Where the Redundancy Piles Up
The worst offenders, by volume, are systems that handle permit photography and property inspection images. The Boston Inspectional Services Department, which operates out of 1010 Massachusetts Avenue in Roxbury, processes thousands of property photos annually across neighborhoods including Dorchester and Jamaica Plain — two of the city's most active zones for housing construction and code enforcement. Inspectors uploading photos from mobile devices often generate automatic cloud backups that duplicate files before human review ever occurs.
The city's Office of Housing, which administers programs like the Acquisition Opportunity Program and tracks affordable unit compliance across ZIP codes including 02122 and 02130, faces a similar problem in its document management system. Image attachments tied to compliance filings — site photos, unit-condition records, construction progress shots — frequently arrive duplicated because multiple caseworkers download and re-upload the same materials during handoffs.
Estimates from the broader public sector suggest the scale is significant. Research published by the Storage Networking Industry Association found that duplicate files typically account for between 20 and 40 percent of total unstructured data in large organizational storage environments. Applied to Boston's current city server footprint — which technology budget documents peg at over 2 petabytes of active storage — that range implies hundreds of terabytes of avoidable data.
What Cleaning Up Actually Costs — and Saves
Deduplication software licenses for enterprise-scale systems typically run between $8,000 and $60,000 annually depending on volume tier and vendor, based on published pricing from major providers including Veritas and Commvault. For a mid-sized city department, the payback period on that investment can be less than 18 months when factoring in reduced cloud storage fees and faster retrieval times.
The MBTA, though a separate authority from the city, ran a smaller-scale pilot of automated image deduplication across its station surveillance archive system in late 2024. The transit authority has not published full results, but technology staff described the project at a January 2025 MassDOT data governance panel in Government Center as having cleared more than 12 terabytes of redundant visual data within the first 90 days.
For residents and city employees, the practical upshot is this: the longer duplicate images sit unaddressed in public systems, the slower searches run and the harder it becomes to surface accurate, current records. Anyone who has tried to pull a building permit history on a Dorchester triple-decker through the Accela online portal has likely encountered that lag firsthand.

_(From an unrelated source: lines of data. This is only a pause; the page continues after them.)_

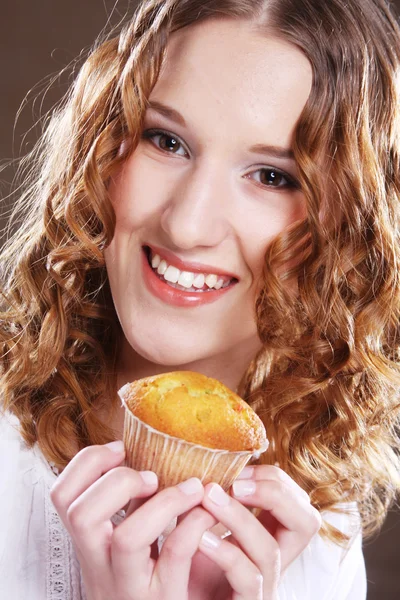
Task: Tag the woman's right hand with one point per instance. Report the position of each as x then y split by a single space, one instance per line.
116 562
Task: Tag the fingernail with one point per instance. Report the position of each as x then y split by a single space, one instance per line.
209 540
243 488
191 486
218 496
246 473
149 477
116 447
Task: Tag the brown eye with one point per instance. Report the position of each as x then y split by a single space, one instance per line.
165 141
169 143
271 178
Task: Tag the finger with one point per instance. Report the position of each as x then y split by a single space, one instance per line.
285 504
243 576
88 517
298 520
83 470
132 539
271 473
175 560
256 542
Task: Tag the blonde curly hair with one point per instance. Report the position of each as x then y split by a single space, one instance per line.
326 382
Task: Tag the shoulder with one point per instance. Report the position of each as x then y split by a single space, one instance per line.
25 479
20 466
326 570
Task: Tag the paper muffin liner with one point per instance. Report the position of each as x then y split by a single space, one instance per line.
175 460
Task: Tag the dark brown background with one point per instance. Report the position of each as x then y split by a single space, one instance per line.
38 39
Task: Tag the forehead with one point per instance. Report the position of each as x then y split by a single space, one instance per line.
229 74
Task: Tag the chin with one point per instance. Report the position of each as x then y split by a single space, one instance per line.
168 355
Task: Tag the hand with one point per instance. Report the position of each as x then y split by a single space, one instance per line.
117 562
261 548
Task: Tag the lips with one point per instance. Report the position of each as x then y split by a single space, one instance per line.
171 292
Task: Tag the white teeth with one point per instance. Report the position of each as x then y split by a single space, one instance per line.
199 281
211 280
172 274
162 267
155 261
186 279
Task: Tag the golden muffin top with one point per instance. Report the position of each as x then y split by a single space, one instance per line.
197 409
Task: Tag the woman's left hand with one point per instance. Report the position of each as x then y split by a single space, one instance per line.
260 549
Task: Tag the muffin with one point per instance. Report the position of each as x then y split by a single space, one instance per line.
184 424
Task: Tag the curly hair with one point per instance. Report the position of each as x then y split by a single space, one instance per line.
326 382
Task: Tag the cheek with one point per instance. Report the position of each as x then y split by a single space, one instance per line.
136 194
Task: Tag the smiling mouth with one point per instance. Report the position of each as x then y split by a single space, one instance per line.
186 281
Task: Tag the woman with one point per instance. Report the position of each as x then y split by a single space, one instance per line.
219 193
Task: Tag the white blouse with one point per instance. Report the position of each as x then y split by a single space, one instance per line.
38 562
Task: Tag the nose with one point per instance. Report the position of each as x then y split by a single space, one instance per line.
195 214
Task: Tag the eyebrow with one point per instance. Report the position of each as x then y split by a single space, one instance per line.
174 115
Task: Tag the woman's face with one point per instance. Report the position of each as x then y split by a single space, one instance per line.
211 182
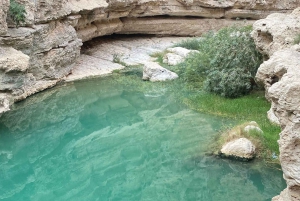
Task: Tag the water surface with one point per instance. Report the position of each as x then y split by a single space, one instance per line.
107 139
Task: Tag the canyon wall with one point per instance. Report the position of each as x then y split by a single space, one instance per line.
275 38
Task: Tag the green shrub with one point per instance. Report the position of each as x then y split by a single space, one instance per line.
17 12
227 62
233 83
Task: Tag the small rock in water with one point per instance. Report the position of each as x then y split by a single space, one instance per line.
240 149
154 72
177 55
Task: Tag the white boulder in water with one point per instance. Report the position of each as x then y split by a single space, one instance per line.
154 72
241 148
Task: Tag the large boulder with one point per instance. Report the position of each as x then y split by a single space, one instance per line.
154 72
276 32
3 14
279 75
241 149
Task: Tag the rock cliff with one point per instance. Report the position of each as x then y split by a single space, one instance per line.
53 31
280 74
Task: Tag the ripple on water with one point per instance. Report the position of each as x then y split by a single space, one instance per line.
98 140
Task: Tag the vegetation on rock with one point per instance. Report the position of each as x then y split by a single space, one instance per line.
17 12
227 62
225 69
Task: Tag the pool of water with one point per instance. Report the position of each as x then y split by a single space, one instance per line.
109 140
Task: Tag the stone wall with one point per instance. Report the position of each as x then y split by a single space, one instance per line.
54 30
274 36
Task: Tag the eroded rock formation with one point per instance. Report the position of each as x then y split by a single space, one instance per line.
53 31
280 76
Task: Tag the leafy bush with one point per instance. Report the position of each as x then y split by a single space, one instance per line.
233 83
227 62
17 12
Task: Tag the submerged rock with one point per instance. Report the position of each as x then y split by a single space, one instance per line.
252 127
240 149
154 72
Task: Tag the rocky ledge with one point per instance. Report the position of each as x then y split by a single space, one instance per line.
280 74
53 31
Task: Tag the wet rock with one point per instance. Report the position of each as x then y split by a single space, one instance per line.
177 55
154 72
252 127
240 149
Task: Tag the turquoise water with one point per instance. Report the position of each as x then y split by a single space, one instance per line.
107 139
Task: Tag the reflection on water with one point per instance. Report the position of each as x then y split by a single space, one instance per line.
101 140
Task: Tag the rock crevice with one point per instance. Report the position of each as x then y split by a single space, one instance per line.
280 77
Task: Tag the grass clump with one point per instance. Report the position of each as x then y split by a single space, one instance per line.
227 62
17 12
252 107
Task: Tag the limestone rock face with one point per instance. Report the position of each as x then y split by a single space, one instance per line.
50 50
154 72
4 103
277 31
241 148
280 77
3 13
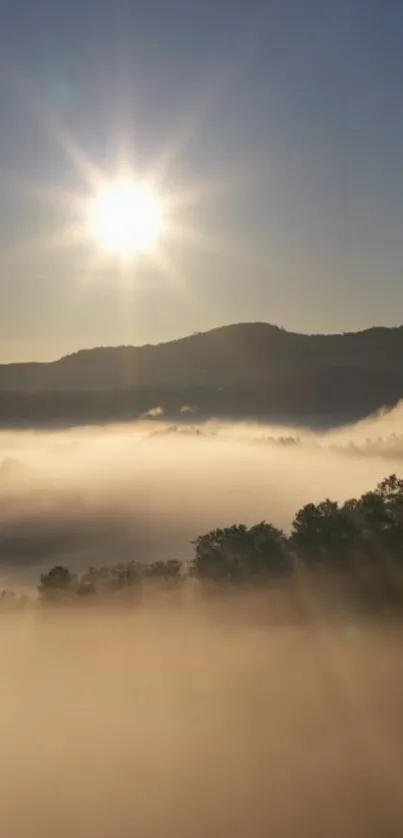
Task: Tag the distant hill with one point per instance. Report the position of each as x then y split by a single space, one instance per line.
248 369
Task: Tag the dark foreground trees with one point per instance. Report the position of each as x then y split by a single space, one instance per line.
242 554
358 543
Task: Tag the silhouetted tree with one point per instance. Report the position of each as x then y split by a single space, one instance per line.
325 533
58 585
241 554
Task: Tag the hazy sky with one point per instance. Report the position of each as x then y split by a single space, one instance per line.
289 113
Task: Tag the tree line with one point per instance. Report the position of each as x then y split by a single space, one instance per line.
359 542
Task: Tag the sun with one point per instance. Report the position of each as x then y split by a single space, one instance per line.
127 218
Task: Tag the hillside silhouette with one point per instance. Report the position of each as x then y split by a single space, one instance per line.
244 370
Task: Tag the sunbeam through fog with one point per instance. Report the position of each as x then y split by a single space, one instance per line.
144 491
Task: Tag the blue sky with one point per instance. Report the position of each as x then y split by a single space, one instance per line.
292 111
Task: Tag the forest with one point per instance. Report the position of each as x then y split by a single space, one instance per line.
352 552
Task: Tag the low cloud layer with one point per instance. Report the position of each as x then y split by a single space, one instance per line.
146 490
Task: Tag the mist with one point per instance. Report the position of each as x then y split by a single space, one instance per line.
146 490
200 717
199 722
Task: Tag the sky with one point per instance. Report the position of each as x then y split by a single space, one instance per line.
275 128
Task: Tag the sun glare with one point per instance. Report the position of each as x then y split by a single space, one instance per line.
127 218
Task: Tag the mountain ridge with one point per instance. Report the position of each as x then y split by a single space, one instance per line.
244 369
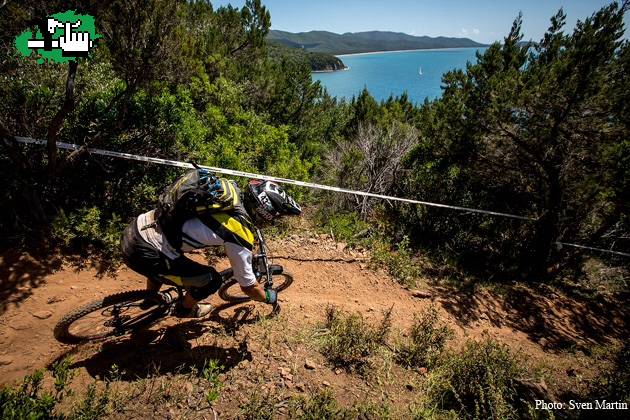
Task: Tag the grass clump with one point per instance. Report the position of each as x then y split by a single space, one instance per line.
349 341
478 382
614 382
256 407
426 342
210 372
399 263
29 400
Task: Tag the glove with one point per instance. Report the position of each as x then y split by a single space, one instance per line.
272 296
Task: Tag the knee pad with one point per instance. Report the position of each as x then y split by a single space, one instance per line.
213 283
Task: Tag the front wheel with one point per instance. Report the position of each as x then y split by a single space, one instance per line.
113 315
230 291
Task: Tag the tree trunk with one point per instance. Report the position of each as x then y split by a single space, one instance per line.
55 125
546 233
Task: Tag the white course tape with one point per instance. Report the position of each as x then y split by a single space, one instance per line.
232 172
70 146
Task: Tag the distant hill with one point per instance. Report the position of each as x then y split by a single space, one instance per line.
358 42
317 61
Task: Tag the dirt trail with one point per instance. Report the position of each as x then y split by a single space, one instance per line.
322 277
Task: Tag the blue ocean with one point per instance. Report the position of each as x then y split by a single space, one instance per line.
392 73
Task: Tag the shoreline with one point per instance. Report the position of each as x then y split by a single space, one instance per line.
330 71
398 51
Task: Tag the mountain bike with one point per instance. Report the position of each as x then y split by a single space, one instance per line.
122 313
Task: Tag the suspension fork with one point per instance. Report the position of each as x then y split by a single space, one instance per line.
265 260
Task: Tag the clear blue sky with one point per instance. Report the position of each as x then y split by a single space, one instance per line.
481 20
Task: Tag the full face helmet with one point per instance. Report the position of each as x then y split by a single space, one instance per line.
266 201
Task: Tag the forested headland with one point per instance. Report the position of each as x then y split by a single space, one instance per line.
362 42
540 130
317 61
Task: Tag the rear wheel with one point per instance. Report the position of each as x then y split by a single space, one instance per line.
113 315
230 291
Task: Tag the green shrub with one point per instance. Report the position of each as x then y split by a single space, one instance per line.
347 227
27 400
349 341
478 382
89 226
399 263
426 342
94 405
614 382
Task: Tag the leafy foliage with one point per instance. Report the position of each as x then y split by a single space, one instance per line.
478 382
426 342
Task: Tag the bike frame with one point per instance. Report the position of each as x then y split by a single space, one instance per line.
260 265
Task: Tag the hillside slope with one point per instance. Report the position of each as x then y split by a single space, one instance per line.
359 42
278 359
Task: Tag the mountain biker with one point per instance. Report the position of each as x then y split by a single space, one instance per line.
147 249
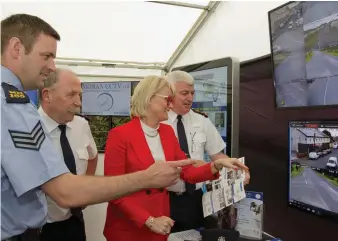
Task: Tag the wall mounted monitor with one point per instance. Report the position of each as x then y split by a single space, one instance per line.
217 94
106 98
313 167
304 48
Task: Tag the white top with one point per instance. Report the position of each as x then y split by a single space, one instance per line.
202 136
155 146
154 142
83 146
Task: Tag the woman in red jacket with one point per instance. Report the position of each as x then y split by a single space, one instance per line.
135 146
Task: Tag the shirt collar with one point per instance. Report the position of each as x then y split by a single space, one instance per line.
50 124
172 116
9 77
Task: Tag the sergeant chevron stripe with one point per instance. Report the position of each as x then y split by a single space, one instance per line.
29 140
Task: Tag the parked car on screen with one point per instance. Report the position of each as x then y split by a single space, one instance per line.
313 156
332 163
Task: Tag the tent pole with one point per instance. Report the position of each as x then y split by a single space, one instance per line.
191 34
111 76
180 4
109 61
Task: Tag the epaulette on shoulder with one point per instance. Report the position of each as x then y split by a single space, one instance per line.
200 112
83 116
14 95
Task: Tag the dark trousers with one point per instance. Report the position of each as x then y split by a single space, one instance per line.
186 210
29 235
72 229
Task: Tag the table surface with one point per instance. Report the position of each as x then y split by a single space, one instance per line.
265 237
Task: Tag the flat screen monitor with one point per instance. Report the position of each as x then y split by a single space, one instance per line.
313 167
217 94
106 98
304 49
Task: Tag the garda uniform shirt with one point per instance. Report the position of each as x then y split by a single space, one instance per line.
202 136
83 146
28 160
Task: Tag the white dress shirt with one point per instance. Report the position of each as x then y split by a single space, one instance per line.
202 136
83 146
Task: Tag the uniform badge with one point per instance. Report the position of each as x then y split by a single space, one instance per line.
13 95
221 238
83 116
200 112
29 140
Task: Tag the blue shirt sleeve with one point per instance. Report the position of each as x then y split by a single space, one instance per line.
28 155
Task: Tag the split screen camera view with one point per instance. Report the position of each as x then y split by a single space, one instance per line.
304 40
314 166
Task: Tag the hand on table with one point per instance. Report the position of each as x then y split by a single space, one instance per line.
247 178
199 163
232 163
160 225
164 174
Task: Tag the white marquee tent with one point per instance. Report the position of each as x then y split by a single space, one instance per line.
114 41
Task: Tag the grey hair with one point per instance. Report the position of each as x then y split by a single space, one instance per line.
180 76
52 79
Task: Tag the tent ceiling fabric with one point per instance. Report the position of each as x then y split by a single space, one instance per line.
129 31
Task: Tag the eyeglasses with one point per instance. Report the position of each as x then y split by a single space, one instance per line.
168 98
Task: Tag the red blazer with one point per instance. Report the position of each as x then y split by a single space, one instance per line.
127 151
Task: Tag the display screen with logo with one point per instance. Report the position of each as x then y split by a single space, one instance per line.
313 167
106 98
33 96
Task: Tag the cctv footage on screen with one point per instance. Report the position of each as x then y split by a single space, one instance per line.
304 37
313 167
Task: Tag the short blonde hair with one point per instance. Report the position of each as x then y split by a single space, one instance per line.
144 91
180 76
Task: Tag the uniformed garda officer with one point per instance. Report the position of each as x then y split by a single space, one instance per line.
24 146
30 164
197 135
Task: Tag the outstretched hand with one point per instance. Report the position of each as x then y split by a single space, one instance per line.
163 174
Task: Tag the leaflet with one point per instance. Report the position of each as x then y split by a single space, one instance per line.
225 191
250 216
191 235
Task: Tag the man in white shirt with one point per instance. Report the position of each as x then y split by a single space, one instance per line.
197 135
71 135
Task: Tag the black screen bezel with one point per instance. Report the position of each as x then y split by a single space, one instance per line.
324 213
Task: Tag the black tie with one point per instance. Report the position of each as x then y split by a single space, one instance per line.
182 138
69 159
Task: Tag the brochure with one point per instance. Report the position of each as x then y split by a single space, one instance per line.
250 216
225 191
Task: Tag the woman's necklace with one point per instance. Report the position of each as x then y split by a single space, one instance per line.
152 136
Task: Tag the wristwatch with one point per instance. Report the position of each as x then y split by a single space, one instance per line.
215 166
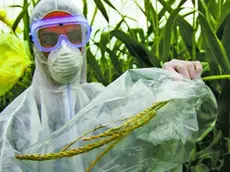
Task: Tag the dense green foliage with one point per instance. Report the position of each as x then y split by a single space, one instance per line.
168 35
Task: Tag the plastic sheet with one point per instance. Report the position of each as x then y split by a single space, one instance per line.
163 144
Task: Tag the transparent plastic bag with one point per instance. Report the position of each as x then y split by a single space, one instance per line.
163 144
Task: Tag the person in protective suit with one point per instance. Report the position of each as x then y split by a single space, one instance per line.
59 89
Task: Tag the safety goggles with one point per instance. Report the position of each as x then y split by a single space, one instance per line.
47 34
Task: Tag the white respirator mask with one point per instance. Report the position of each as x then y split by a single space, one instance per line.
65 64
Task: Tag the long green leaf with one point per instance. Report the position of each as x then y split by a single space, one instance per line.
85 8
136 49
186 30
224 13
101 7
105 39
167 34
95 67
214 45
226 36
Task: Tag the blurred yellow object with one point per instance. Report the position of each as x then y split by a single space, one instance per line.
13 61
7 21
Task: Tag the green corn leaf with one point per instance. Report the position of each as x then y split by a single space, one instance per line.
224 13
95 67
136 49
167 34
85 8
214 45
110 4
105 39
101 7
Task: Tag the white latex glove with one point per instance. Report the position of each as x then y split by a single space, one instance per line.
188 69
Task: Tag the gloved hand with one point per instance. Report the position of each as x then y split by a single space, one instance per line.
188 69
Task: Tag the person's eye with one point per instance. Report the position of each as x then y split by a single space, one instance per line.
74 36
49 40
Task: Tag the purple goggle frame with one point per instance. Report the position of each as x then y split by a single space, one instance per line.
79 20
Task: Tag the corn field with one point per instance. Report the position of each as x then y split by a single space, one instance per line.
167 35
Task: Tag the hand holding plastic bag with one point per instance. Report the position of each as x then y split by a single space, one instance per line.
163 144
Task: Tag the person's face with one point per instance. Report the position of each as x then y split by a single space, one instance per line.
49 36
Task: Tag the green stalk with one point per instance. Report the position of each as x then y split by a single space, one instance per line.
94 15
216 77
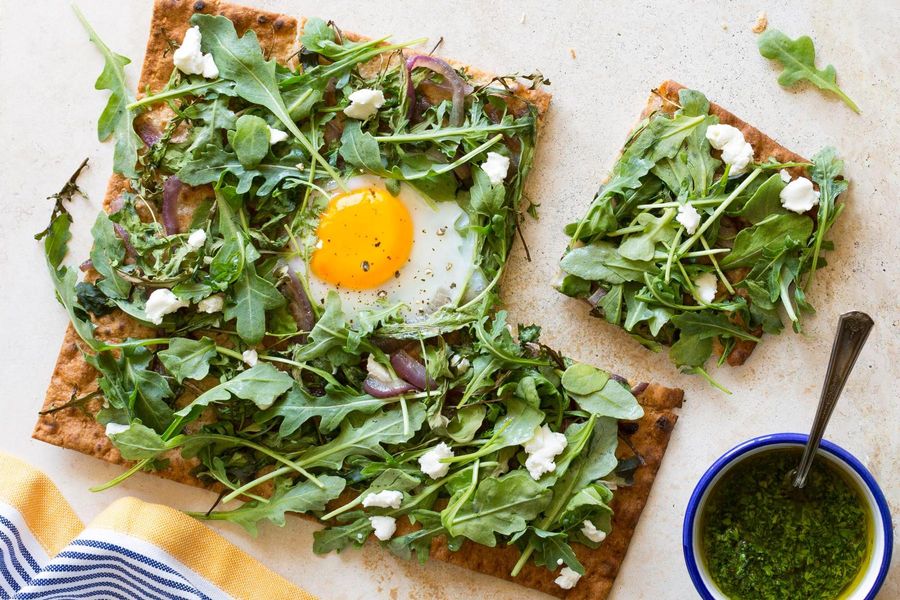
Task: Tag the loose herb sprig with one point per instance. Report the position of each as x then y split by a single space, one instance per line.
638 267
297 429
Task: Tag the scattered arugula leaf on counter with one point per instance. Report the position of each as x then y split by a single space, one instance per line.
117 119
798 58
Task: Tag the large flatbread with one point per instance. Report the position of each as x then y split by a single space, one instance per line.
76 429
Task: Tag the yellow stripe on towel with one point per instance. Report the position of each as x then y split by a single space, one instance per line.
51 520
198 548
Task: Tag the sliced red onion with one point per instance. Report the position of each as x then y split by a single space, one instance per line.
300 306
116 204
459 87
149 134
171 192
380 389
411 370
126 240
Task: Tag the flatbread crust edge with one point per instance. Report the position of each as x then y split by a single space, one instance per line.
75 428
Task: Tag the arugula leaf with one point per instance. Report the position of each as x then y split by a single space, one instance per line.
188 359
65 279
418 541
798 57
691 350
210 163
260 384
612 400
384 427
116 119
301 497
298 406
642 247
335 539
253 295
600 261
502 505
241 60
826 172
359 148
582 379
250 140
765 201
215 116
106 254
752 242
93 299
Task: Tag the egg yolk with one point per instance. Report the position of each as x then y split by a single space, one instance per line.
365 238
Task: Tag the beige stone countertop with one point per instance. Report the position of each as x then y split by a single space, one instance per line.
602 59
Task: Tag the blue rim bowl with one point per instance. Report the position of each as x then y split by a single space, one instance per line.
882 546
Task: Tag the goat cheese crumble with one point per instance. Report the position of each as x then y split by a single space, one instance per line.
250 357
567 578
384 499
496 167
689 217
799 196
276 136
735 149
384 527
211 304
364 104
542 448
190 60
590 531
706 287
431 464
197 239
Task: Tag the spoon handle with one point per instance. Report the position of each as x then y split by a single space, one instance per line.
853 330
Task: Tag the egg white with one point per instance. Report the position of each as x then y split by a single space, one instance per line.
440 263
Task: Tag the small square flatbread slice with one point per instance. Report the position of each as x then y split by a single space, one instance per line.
665 99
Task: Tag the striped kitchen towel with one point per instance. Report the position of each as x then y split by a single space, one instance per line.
132 550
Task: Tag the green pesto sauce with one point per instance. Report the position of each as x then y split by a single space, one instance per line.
761 542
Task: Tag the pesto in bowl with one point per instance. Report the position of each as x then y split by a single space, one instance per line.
762 539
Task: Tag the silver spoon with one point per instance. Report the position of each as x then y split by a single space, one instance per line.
853 330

City IT officials are expected to present a deduplication remediation roadmap to the Wu administration's Office of Digital Equity and Emerging Technology before the end of Q3 2026. Departments with the largest flagged backlogs — Inspectional Services, the Office of Housing, and the Parks and Recreation Department — are likely to receive prioritized attention. Whether off-the-shelf tools or a custom procurement approach wins out, the clock is ticking: cloud storage costs for the city are projected to increase 18 percent in FY2027 if current data growth trends continue.